Your All-Round Guide to NPS

Your All-Round Guide to NPS

The Hindu Business Line
The Hindu Business LineJun 6, 2026

Why It Matters

NPS provides a tax‑advantaged, low‑fee retirement vehicle that can significantly boost long‑term savings, challenging traditional pension and mutual‑fund products in India’s growing market.

Key Takeaways

  • NPS subscriber base grew 71% to 5.07 million in three years
  • Investment fees average 0.3% of AUM, far below mutual‑fund expense ratios
  • Auto‑Choice lifecycle funds cap equity at 75% and adjust with age
  • RIS introduced in May 2026 enables systematic withdrawals with ~4% annual payout
  • Normal exit requires 20% annuity; 80% may be taken as lump‑sum

Pulse Analysis

India’s demographic shift is creating a massive demand for scalable retirement solutions, and the National Pension System has emerged as the centerpiece of that effort. By 2026 the scheme’s subscriber base topped 5 million, a 71% jump that reflects both regulatory outreach and growing awareness among the middle class. With an average fee of roughly 0.3% of assets under management—about $0.25 for every $100 invested—NPS is markedly cheaper than the 1%‑plus expense ratios typical of Indian mutual funds, a cost differential that compounds dramatically over a 30‑year horizon.

Beyond cost, NPS now offers a sophisticated menu of investment choices. Participants can opt for Active Choice, picking managers and asset mixes themselves, or rely on Auto‑Choice lifecycle funds that automatically reduce equity exposure from a 75% cap as they age. The 2025 Multi‑Scheme Framework broadened the palette to include thematic equity, hybrid, and sector‑specific funds, while the 2026 Retirement Income Scheme (RIS) introduced systematic withdrawal options with an initial 4% annual payout that rises with age. These innovations give investors a mutual‑fund‑like flexibility while preserving the pension‑specific tax shield.

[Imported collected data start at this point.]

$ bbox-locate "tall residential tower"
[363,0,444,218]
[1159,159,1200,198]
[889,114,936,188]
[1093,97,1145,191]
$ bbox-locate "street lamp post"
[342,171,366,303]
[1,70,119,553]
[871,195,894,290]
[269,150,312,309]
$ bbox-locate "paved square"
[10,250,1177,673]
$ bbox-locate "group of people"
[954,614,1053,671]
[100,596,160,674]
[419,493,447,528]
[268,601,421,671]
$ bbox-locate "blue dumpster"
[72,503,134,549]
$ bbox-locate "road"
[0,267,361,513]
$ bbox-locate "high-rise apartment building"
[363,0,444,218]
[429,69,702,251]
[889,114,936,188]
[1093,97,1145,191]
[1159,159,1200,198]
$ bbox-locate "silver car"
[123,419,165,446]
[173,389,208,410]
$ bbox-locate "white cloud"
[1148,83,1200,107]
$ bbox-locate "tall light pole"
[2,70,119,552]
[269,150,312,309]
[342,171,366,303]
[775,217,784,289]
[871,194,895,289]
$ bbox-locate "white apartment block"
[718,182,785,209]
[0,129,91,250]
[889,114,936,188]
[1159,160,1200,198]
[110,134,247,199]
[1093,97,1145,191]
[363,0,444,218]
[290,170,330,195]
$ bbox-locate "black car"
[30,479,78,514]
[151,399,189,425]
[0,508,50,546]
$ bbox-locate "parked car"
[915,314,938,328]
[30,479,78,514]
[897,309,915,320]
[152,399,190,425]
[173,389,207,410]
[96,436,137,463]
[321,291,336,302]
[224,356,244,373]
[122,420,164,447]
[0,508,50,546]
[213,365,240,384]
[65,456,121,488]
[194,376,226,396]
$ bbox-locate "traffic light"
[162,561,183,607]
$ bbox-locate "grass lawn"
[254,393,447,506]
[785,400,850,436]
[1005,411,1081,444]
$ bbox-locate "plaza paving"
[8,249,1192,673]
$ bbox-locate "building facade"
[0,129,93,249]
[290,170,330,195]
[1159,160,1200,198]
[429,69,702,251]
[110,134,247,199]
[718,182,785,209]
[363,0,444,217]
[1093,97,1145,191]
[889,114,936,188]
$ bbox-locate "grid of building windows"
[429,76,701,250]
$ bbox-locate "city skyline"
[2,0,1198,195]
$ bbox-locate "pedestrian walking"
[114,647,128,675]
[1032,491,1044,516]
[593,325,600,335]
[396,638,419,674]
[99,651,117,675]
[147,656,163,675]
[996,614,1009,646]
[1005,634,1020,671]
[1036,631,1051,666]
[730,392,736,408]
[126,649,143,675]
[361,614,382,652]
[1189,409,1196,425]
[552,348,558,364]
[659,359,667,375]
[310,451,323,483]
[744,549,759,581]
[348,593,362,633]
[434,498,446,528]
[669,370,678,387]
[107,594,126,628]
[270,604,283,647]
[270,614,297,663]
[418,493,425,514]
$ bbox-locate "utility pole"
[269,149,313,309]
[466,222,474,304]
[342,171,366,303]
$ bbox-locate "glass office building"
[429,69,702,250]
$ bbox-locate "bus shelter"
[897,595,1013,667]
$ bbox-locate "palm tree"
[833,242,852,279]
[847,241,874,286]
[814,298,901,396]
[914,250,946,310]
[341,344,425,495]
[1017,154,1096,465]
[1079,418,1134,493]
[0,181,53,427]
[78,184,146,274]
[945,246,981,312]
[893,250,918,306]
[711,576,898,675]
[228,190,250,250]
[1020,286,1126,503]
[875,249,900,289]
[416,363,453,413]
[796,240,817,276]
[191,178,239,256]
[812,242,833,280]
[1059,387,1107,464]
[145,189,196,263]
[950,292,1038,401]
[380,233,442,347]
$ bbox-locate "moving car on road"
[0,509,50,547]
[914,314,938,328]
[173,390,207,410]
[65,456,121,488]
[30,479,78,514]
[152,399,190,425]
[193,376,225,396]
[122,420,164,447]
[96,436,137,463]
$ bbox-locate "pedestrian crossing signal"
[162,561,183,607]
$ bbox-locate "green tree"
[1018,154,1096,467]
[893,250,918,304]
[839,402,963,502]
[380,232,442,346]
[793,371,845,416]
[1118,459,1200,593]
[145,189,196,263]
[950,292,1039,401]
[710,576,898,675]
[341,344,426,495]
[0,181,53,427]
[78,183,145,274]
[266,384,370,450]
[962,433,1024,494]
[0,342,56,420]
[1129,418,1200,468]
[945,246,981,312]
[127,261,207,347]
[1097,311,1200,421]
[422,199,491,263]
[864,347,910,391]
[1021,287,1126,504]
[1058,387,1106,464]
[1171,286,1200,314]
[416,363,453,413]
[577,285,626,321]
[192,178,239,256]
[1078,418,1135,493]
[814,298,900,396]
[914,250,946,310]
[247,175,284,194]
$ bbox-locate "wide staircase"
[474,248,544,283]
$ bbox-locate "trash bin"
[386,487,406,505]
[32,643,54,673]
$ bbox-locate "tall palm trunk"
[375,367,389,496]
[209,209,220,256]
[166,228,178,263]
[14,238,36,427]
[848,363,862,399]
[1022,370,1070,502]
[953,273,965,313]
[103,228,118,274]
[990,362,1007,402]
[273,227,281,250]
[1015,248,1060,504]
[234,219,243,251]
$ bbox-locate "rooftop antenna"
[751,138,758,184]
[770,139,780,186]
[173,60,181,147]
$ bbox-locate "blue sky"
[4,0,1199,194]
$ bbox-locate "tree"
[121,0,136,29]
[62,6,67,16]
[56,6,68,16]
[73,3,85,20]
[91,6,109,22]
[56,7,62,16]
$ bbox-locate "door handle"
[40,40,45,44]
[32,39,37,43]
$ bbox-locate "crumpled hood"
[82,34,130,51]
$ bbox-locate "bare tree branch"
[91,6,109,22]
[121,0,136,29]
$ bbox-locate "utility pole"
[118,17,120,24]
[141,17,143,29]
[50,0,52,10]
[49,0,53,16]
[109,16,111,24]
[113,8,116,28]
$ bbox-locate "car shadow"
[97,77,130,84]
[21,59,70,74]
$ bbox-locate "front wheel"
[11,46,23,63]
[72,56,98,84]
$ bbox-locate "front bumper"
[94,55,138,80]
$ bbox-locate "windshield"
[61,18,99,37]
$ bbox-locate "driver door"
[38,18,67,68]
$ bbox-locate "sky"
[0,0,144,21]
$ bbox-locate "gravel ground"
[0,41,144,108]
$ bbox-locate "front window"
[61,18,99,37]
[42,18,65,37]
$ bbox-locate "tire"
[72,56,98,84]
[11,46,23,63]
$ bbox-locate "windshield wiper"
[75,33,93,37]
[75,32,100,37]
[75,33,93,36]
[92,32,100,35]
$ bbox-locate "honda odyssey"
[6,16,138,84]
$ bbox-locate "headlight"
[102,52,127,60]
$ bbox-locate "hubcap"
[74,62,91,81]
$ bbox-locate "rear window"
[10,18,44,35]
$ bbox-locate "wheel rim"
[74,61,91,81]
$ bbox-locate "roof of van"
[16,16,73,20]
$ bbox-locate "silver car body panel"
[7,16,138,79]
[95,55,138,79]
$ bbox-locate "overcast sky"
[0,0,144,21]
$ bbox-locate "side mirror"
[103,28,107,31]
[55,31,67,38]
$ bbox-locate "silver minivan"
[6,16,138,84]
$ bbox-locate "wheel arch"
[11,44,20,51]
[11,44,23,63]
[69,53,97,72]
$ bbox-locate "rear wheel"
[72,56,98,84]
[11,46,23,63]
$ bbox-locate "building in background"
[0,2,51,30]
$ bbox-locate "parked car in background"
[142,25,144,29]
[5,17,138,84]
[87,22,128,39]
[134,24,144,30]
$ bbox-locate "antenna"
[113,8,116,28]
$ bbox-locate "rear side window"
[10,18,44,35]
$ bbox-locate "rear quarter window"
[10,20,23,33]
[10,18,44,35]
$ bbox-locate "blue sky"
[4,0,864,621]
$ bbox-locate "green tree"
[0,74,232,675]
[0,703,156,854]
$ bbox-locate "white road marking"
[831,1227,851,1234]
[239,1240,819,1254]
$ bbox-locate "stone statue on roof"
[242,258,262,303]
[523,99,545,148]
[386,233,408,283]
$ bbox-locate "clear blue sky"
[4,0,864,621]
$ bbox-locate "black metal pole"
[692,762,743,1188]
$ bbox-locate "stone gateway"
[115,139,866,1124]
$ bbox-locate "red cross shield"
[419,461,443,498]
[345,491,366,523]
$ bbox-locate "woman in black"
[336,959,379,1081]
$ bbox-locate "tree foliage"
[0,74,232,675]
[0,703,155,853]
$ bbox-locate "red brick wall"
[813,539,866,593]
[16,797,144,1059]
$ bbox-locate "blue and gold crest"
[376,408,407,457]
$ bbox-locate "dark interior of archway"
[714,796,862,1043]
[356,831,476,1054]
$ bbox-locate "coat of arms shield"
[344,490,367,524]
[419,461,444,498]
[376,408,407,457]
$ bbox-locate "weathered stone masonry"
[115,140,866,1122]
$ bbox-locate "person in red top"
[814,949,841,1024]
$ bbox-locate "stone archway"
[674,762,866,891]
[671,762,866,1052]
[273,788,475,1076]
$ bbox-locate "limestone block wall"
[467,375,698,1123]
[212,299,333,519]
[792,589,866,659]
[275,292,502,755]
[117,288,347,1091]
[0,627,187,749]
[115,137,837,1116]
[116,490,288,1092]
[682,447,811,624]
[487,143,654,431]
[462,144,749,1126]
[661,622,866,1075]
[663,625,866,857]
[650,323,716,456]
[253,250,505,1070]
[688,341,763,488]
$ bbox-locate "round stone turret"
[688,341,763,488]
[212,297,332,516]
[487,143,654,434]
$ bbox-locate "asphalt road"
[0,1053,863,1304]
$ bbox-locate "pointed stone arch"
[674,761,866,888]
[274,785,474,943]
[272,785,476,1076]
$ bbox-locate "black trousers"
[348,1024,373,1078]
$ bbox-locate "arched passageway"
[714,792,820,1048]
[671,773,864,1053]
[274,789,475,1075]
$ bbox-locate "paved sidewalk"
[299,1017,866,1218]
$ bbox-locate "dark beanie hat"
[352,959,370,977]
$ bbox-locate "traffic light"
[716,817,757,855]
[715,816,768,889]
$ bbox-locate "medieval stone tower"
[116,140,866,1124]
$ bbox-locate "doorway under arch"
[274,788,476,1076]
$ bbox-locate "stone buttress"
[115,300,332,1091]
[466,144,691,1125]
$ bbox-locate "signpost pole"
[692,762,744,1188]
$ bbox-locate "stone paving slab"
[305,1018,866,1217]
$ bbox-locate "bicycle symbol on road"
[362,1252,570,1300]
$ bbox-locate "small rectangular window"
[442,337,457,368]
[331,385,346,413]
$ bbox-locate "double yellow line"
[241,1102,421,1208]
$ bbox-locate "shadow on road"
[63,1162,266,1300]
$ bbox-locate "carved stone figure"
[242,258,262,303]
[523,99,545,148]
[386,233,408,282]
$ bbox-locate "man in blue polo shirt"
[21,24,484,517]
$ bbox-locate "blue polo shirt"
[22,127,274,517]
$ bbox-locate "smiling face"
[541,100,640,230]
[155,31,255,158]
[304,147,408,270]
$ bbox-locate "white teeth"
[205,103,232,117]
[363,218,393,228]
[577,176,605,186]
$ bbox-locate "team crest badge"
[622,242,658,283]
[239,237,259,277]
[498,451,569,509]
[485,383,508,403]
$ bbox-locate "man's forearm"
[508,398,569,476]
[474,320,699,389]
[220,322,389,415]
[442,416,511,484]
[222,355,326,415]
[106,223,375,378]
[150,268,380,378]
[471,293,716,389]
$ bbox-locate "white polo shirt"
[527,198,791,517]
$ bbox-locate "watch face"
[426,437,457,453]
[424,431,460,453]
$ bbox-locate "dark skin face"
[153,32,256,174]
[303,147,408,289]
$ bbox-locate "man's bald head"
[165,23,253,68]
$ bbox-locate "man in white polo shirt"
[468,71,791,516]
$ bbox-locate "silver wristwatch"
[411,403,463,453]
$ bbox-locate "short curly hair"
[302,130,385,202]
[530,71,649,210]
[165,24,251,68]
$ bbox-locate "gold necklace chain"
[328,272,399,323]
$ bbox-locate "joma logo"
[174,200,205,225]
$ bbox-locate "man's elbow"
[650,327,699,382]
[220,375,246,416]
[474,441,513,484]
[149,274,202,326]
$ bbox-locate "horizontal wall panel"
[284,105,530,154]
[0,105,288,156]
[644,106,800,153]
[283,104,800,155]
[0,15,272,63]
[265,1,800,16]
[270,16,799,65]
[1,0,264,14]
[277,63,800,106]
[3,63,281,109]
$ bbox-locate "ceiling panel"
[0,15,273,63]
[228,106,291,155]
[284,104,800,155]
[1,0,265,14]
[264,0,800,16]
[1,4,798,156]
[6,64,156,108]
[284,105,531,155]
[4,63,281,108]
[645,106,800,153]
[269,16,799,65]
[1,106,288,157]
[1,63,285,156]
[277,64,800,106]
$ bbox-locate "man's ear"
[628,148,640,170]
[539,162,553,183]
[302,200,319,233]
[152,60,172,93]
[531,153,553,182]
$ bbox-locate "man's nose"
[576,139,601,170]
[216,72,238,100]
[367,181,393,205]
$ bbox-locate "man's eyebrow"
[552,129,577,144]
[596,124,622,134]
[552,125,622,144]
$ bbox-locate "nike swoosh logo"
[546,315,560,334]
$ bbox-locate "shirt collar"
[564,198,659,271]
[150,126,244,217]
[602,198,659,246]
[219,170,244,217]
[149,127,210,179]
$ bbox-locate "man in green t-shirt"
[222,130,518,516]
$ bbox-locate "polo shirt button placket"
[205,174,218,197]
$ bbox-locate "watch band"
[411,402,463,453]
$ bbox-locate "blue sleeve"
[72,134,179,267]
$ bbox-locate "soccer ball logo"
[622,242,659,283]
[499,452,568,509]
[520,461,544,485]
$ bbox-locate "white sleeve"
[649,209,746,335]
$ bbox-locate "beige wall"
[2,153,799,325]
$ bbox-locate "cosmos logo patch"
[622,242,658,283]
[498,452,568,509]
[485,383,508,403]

Tax treatment remains a key draw: contributions qualify for deductions up to 10% of salary (or 20% for self‑employed), and at normal exit up to 80% of the corpus can be taken as a lump‑sum, with only 20% mandatorily annuitized. The annuity portion is taxable as ordinary income, but the ability to defer withdrawals until age 85 lets the corpus continue compounding. As the Indian workforce seeks higher‑return, low‑cost retirement vehicles, NPS’s evolving product suite positions it to capture a larger share of future savings, potentially reshaping the country’s retirement landscape.